Based at PETA’s Los Angeles office, which she established, Lange works closely with the group’s Hollywood supporters, including Joaquin Phoenix, Bill Maher, Anjelica Huston, Mike White, and Casey Affleck. She also networks with directors, producers, and writers, convincing them to incorporate animal-friendly messages into TV programs and movies. In 2012, she launched PETA’s Animals in Film and Television division, which works to protect animals used in productions and expose the abuse of animals in the entertainment industry.
In 2012, she launched PETA Latino, which—with its huge social media presence and bilingual website, PETALatino.com—is the preeminent animal rights resource for the Latino community. Alongside celebrities like Kate del Castillo, Patricia De León, and Dulce María, the group’s massive campaign against bullfighting has led to groundbreaking bans on the blood sport in Colombia as well as the Mexican states of Coahuila, Guerrero, Quintana Roo, Sinaloa, and Sonora. Other major PETA Latino victories include successfully pushing for a ban on wildlife exhibitions in Quintana Roo and exposing horrific cruelty at a laboratory in Colombia, leading to its closure and the rescue of nearly 300 animals.
Lange leads PETA’s efforts to prevent the trapping and killing of coyotes. In 2017, she led PETA’s lawsuit against Arcadia, California, to stop the city’s plan to use cruel neck and leg snares in order to trap and kill coyotes. And in 2023, she helped convince the Pasadena City Council in California to adopt a humane coyote management plan and to avoid cruel, ineffective, and expensive lethal methods. In support of a petition that PETA filed in 2024, Lange and other PETA representatives urged California state authorities to ban gassing coyotes to death and prohibit private trappers from trapping and killing coyotes on public land.
A gifted speaker, she often represents PETA in the media and has been quoted by the Los Angeles Times, NPR, The Daily Show, and CNN.
Lange’s involvement in animal rights began when she went vegetarian as a teenager after seeing how animals are abused for meat. Before joining PETA, she organized anti-captivity campaigns for a marine-mammal conservation organization in California. She graduated cum laude with a degree in political science from Loyola University New Orleans.
Daphna Nachminovitch
Senior Vice President of Cruelty Investigations
As the senior vice president of PETA’s Cruelty Investigations Department, Daphna Nachminovitch has overseen countless cruelty cases and many eyewitness investigations. Her staff fields hundreds of calls every week from concerned complainants around the world.
In one high-profile case, Nachminovitch worked with state and federal officials in what may be the largest animal seizure in history: Nearly 27,000 animals were confiscated from international “exotic-”animal dealer U.S. Global Exotics in Texas. The company was shut down overnight, and its operator became a federal fugitive.
In another of Nachminovitch’s record-breaking cases, PETA’s investigation of Global Captive Breeders prompted law-enforcement officials to charge the company’s owner and manager with 106 counts of felony cruelty to animals. Sixteen thousand rats and 600 reptiles were seized from the facility in the largest seizure of rats in U.S. history and the largest-ever seizure of animals in California.
Nachminovitch oversaw PETA’s investigation into Professional Laboratory and Research Services (PLRS), a North Carolina product-testing company that closed within a week of the release of PETA’s findings to the public and put hundreds of animals up for adoption. A grand jury indicted four former PLRS workers, marking the first time in U.S. history that workers faced felony cruelty charges for abuse of animals in a laboratory.

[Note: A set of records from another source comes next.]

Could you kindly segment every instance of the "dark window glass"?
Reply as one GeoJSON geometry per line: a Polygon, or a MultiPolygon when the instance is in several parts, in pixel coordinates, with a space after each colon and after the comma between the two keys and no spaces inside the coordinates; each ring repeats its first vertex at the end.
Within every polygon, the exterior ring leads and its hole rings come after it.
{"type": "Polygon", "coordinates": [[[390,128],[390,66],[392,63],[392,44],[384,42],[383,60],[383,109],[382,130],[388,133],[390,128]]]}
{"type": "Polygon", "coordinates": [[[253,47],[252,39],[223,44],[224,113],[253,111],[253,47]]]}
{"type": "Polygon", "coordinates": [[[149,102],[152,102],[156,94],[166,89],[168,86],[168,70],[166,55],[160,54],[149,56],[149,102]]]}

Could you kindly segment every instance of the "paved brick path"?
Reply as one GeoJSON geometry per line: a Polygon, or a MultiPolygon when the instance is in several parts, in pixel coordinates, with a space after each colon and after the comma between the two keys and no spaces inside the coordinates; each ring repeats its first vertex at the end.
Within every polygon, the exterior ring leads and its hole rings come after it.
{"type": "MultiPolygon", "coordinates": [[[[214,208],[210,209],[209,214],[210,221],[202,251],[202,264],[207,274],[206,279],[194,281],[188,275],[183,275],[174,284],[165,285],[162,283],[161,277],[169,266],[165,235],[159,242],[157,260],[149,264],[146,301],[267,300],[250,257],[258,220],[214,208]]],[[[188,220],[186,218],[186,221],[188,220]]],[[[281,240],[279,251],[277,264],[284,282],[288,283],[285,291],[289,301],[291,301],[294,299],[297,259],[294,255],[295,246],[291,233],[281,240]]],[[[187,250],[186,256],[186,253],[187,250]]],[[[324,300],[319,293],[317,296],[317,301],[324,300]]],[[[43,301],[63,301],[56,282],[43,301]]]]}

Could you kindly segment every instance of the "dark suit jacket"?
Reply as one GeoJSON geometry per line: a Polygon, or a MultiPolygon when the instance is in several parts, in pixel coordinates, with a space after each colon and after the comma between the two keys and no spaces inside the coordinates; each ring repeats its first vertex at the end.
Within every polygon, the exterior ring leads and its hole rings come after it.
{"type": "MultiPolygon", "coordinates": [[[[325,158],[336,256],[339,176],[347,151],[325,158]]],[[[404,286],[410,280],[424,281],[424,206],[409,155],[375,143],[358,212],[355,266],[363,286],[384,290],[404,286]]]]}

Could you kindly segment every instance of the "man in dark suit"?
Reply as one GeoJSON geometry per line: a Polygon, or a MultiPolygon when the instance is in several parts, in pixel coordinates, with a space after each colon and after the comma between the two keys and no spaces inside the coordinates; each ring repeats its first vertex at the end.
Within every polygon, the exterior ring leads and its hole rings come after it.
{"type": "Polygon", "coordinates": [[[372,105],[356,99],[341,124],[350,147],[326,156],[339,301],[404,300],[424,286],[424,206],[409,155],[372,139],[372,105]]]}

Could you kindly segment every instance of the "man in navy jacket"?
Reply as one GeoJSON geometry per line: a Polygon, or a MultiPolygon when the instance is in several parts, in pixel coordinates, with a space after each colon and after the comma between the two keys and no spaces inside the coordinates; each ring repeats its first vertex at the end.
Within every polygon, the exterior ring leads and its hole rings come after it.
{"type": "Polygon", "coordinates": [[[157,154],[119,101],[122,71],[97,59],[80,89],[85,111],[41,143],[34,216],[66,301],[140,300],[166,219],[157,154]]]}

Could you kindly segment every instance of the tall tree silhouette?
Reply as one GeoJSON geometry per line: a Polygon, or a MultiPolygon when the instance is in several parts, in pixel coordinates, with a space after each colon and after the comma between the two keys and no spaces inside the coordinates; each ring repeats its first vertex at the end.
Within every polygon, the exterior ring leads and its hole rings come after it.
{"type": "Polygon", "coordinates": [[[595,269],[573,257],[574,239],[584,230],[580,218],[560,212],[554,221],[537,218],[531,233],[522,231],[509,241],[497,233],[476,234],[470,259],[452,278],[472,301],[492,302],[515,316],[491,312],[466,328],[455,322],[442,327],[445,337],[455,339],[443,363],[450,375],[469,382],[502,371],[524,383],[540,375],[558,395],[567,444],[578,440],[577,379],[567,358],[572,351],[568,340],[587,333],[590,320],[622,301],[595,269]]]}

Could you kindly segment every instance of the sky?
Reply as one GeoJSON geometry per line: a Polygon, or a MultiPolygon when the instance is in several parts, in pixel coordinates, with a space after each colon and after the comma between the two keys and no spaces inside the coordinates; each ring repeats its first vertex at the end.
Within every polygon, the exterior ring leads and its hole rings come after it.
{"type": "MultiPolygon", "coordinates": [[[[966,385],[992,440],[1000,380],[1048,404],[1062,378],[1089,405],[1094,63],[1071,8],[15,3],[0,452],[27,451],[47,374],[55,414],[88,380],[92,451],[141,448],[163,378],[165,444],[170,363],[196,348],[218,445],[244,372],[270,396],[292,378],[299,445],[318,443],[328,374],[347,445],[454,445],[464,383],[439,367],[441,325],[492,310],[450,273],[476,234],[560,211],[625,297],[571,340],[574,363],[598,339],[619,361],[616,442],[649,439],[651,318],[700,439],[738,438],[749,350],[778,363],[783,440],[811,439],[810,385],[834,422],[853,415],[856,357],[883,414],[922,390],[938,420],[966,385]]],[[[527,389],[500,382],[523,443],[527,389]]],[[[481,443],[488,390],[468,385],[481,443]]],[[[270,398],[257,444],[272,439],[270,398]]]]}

Nachminovitch also directed PETA’s investigation into a pig factory farm that supplies Hormel, which resulted in six workers admitting guilt in the neglect and/or abuse of pigs—the first convictions of their kind in Iowa, the top pork-producing state. She also led PETA’s investigation into turkey factory farms in West Virginia, which resulted in the first-ever felony indictments for abusing factory-farmed birds. The case led to five convictions and the stiffest penalty ever imposed in U.S. history for cruelty to any farmed animal.
Based on evidence supplied by a PETA undercover investigation, the U.S. Department of Agriculture cited Pennsylvania-based Triple F Farms for numerous violations of the federal Animal Welfare Act for leaving baby ferrets who had fallen through cage floors to die on the ground and depriving ferrets with painful, life-threatening injuries of veterinary care or euthanasia.
Evidence collected by Nachminovitch’s team at a self-proclaimed animal “hospice” called Angel’s Gate Inc. in New York led to its owner being charged with 22 counts of cruelty to animals. PETA’s investigator documented that animals kept in filthy conditions were denied medical treatment for pain, seizures, tumors, open wounds, and infections. Nachminovitch also oversaw a landmark hoarding case involving Caboodle Ranch, a filthy “sanctuary” in Florida, from which nearly 700 cats—many of them severely ill—were seized.
Under Nachminovitch’s direction, PETA investigators have documented abuse at Ringling Bros. and Barnum & Bailey Circus, Petco, and PetSmart suppliers Rainbow World Exotics and Sun Pet Ltd., and a Pennsylvania dairy farm that supplies milk to Land O’Lakes.
After a first-of-its-kind undercover investigation directed by Nachminovitch into one of the world’s largest alpaca wool producers revealed that crying alpacas were roughly shorn, cut into, and left bleeding from deep wounds, PETA persuaded major companies—including UNIQLO, Overstock.com, and ESPRIT—to ban alpaca wool. Following PETA’s investigation, authorities in Peru charged five shearers with cruelty to domestic animals, a historic first in the alpaca industry.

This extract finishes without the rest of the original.